There are fields and barns and a dairy farm that can smell a little bit if you get too close. There is a Hawfields General Store and a Hawfields Presbyterian Church with a long history. You can mingle with the family of two former governors.

These communities have stayed the same for years and, for most, big changes may never come. But most of these little communities don’t sit on eight lanes of interstate highway caught between two creeping metropolitan areas. And that, some people in Hawfields say, is why the area is bound to change.

A consortium of government and private industry is assembling a land package to offer to a big manufacturer. It could bring millions of dollars of investment to Alamance County and hundreds if not thousands of jobs. But it also could alter one of the county’s most beautiful places forever.

“I wish it wasn’t happening. But the real world keeps turning,” said Henderson Scott, a member of that famous family and a Hawfields resident. “I would like for it to remain a nice, sleepy Hawfields community.”

Scott’s brother and children have optioned land to Southern Region Industrial Realty, a subsidiary of Norfolk Southern Railway Corp. He has not.

Though he would like for the area to stay the same, he knows it’s bound to change. State leaders have identified it as one of the best pieces of developable land left in North Carolina and have tried to move industry in before.

That’s the attitude that the leaders of Hawfields Presbyterian Church took when they voted recently to swap some land with Southern Region Industrial Realty. The church traded land along the back of its property so a rail easement could be established that would run to the rail line north of the interstate. In exchange, church members got more land than they gave up in a location that would provide a buffer between the sanctuary and the tracks.

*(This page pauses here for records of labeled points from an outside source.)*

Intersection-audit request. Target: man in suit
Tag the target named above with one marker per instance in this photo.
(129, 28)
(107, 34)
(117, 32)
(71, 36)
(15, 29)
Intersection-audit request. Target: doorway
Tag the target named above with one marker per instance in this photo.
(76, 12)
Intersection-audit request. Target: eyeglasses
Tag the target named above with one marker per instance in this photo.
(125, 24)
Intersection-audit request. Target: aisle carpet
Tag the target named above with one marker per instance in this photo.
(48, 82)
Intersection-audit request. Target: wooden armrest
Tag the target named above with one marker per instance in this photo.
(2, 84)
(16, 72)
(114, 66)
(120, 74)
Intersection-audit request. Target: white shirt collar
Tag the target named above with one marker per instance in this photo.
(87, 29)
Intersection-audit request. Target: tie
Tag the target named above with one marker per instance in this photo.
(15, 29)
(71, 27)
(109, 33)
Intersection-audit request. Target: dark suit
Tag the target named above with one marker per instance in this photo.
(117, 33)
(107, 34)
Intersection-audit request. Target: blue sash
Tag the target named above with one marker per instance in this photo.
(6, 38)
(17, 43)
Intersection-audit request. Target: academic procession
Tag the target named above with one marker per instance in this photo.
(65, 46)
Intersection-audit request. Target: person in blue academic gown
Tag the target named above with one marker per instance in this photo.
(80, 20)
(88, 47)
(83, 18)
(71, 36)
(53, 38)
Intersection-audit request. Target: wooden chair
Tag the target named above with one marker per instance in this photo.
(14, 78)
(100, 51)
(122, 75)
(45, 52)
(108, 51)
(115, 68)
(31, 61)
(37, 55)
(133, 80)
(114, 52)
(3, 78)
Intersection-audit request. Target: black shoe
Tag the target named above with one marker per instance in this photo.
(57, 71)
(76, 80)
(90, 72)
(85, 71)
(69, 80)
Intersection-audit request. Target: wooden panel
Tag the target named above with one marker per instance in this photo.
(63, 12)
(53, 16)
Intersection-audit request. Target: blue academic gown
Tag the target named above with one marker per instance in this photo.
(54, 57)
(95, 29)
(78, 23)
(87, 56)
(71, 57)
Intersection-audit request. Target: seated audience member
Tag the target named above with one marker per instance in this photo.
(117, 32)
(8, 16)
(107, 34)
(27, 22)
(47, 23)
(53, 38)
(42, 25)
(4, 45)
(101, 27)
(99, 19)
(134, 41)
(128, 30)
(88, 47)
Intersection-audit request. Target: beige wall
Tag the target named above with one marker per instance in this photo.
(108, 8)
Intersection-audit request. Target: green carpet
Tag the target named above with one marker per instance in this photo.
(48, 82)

The Rev. Curtis Fussell of Hawfields said his members figured that big industrial or residential development was coming to the area. By dealing now they could keep the growth several hundred yards from the church. Still, some members spoke against the idea.

“There are a lot of people that don’t want development,” Fussell said. “But the way we’re sitting on the interstate, just like the rest of Alamance County, it’s going to happen.”

An option has been purchased on up to 1,400 acres in the Hawfields area, which sits between Mebane and Graham on the south side of Interstate 85/40. Much of the land is in Graham’s extraterritorial jurisdiction.

No buyer has been found for the land, said Sonny Wilburn, president of the Alamance County Area Chamber of Commerce.

It’s the last large area along the double interstate in Alamance County that hasn’t been developed, making it an attractive area. Two interstate interchanges are nearby, as is a community college and a solid workforce. Two international airports are an hour away. Graham, Mebane and Haw River are close enough to provide utilities

Sam Kiser has optioned his 10.5 acres for $25,000 an acre but doesn’t know if anything will happen. He optioned his land before, in 1998, to Duke Power.

He knows that development would be good for the area. But he doesn’t like to think about the impact, especially on wildlife. Kiser routinely sees coyotes, foxes and deer in the creek behind his home.

“I think probably it’s just a matter of time before someone latches onto this area and turns it into some kind of industrial area,” Kiser said.